The Second Stage always goes out of its way to give good workshop in the annual summer series it hosts in its Uptown theater. “Getting Home,” a whimsical urban fairy tale by Anton Dudley (“Slag Heap”), reaps the benefit of that stroking in a brightly staged production by David Schweizer. Feel-good message, cute young cast and nifty tech package, all bundled up smartly for the tiny stage — what’s not to like? The play, that’s what. Fey to a fault, this gay fantasy about the magical power of a folk legend to bring love to the loveless is just too twee for words.
Taking a page from the Craig Lucas school of playwriting, scribe Dudley devises an ornate modern-day fairy tale to bring the magic of romance into the lives of a sweet gay lad and his best friend.
Tristan (Brian Henderson), a twentysomething New Yorker with a profoundly romantic soul, is taking a course at NYU on “Fairy Tales and Their Contemporary Urban Parallels in Reality” when he meets a handsome cab driver (Manu Narayan) from India who actually knows about this stuff. In between their lovemaking, the cabbie begins telling Tristan the tale of “The Snake Prince,” with its message that true love is attainable by those who are courageous — and crafty.
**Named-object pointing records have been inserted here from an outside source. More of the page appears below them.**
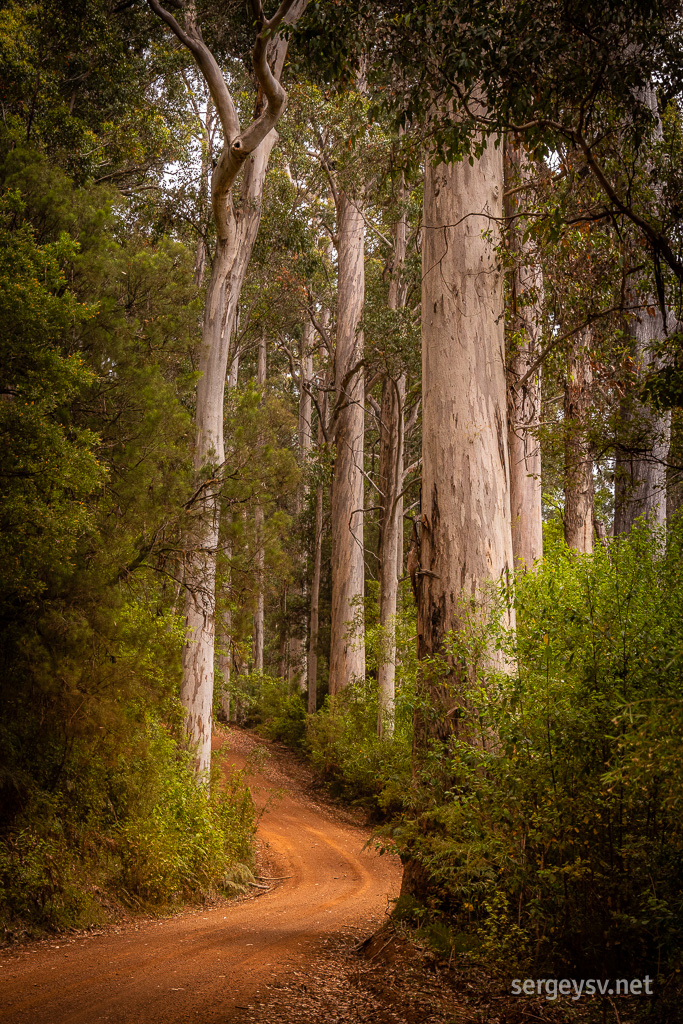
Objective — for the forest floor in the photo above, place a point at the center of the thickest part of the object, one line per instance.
(312, 946)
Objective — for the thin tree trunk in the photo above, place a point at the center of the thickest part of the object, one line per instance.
(298, 667)
(249, 152)
(317, 563)
(640, 472)
(465, 538)
(258, 619)
(579, 523)
(347, 652)
(391, 483)
(523, 344)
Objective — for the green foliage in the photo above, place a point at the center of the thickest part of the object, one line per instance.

Impatient to hear the end of the story, Tristan leans on his friend Nilesh (also played by Narayan), who owns an Indian boutique and is happy to oblige. Stirred by the beautiful legend, Tristan is determined to apply it to his own life — specifically, to his personal quest to find the mysterious cab driver.
“I have to think that fairy tales, like stereotypes, have their foundations in truth,” says Tristan. “And if that is so, then a love story can bloom from a simple, immediate, human connection.”
Meanwhile, as Tristan searches for his Indian lover, his best friend, Jan (Marcy Harriell), who works at the reptile house in the zoo, is having a life-altering experience of her own with snakes and lovers. The dear girl has somehow got it into her head that she is the doppelganger of an Indian princess named Kadeeshya. Certainly something out of the ordinary is going on with her, since after whispering some magic words (“May no glasslike heart remain unshattered”) she becomes involved in a menage a trois with zoo attendant Craig (Narayan) and Russian photographer Viktor (Henderson).
Is that mysticism — or luck? “Whatever,” she says. “Don’t question the spell — just enjoy the magic, right?”
There is really no need to go into all the permutations of Dudley’s fanciful story, except to say that it ends with a radiant Tristan basking in his discovery that love is all about establishing fluid connections between different people and their cultures. At least, that’s what the play seems to be about — if it isn’t just about finding a nice boyfriend for Tristan.
For hard-hearted cynics, or anyone who doesn’t like snakes, all this woozy romanticism would surely be unbearable, were it not for the charm of this production. Doubling and tripling in their roles, the youthful thesps are as intrepid as they are endearing.
In playing the comic aspects of their excitable characters, Henderson (“The Mistakes Madeline Made”) and Harriell (“Lennon”) never lose sight of their innocence, while Narayan (“Bombay Dreams”) manages to maintain his dignity as his multiple characters are thrust into a number of undignified situations.
Schweizer has a helming history that includes beaucoup opera credits, which means he has plenty of experience working with unwieldy material. Bumping up the lights, he keeps the aud smiling with the cheerful attitude and bright touches of whimsy he brings to the script.
To contain the disjointed scenes, set designer Andrew Lieberman carves up the stage with helpful directional tape, translucent screens and overhead neon lights. And for that little touch of magic, there are temple bells and drop-down lanterns.